HideOut’s six-week South Asian Heritage Girls project comes to a close with final celebration meal.

In January, HideOut Youth Zone began a six-week South Asian Heritage Girls project named ‘HoneyComb’.

The group made up of Senior Club members, met weekly over the six-week period to take part in activities, including care package creation, exploration of South Asian poetry and art, a bhangra drumming workshop, authentic South Asian cooking, and a movie night featuring Marvels first South Asian superhero Kamala Khan.

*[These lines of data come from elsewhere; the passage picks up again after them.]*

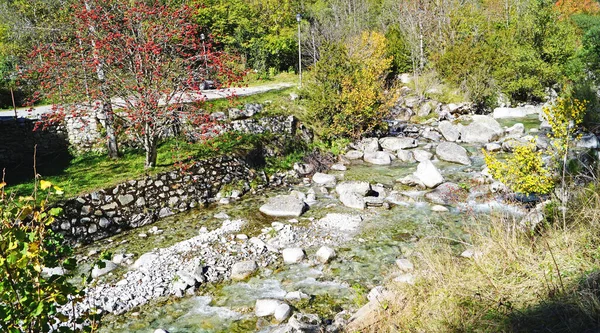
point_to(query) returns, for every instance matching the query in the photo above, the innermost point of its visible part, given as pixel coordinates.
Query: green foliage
(29, 299)
(523, 172)
(347, 93)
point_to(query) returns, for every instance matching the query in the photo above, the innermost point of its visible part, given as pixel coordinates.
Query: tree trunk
(109, 126)
(150, 145)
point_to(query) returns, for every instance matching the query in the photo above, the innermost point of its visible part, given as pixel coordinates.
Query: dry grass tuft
(547, 282)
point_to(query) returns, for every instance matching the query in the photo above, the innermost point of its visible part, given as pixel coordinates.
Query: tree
(146, 56)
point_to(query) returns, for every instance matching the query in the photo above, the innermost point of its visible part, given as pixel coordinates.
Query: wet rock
(422, 155)
(405, 265)
(295, 296)
(282, 312)
(445, 194)
(284, 205)
(451, 152)
(354, 155)
(304, 169)
(378, 158)
(483, 129)
(439, 209)
(293, 255)
(368, 145)
(305, 323)
(518, 112)
(338, 167)
(589, 141)
(449, 131)
(243, 269)
(428, 174)
(493, 147)
(266, 307)
(395, 143)
(324, 179)
(325, 254)
(405, 156)
(516, 130)
(341, 222)
(109, 266)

The project was set up by two of HideOut’s South Asian Youth Workers who recognised engagement from this demographic wasn’t as high as desired. HoneyComb was also set up in response to one young girl from this demographic expressing shame around her identity.

At HideOut, we ensure our youth provision is inclusive, supports community cohesion, and provides an environment where members from diverse demographics, ethnic communities, and those with additional needs or disabilities feel safe, involved, and welcome and have the opportunity to explore and celebrate their culture and heritage.

HoneyComb was set up specifically to help young South Asian females understand and be proud of their culture.

The project was developed with young people at the core of its creation, and young people came up with the groups’ name, supported the marketing material design to promote the project to local schools and community hubs, and created the weekly agenda of activities.

The project came to a close on Saturday 4th March with a final celebratory trip to Manchester’s famous ‘Curry Mile’. The group had the opportunity to reflect on what they had learnt, were treated to a meal at Sanam, and even watched the classic Indian dessert, jalebi, being made.

Reflecting on the project, Senior Club member, Anam, said:

“I found it [HoneyComb] amazing because we got to try different stuff and there were lots of activities to try – I’m more of an active person – so we got to watch movies, eat stuff and it was just great. We went to a restaurant as a celebration trip.

“Before I didn’t feel like I liked my colour or my culture or who I am, but now I feel like it’s alright to be Asian.”

HideOut currently has a membership of over 6,000 young people, with 66% identifying as those from ethnically diverse communities. HideOut also offers ‘Girls Only’ sessions and activities for those who may be reluctant to take part in mixed universal sessions.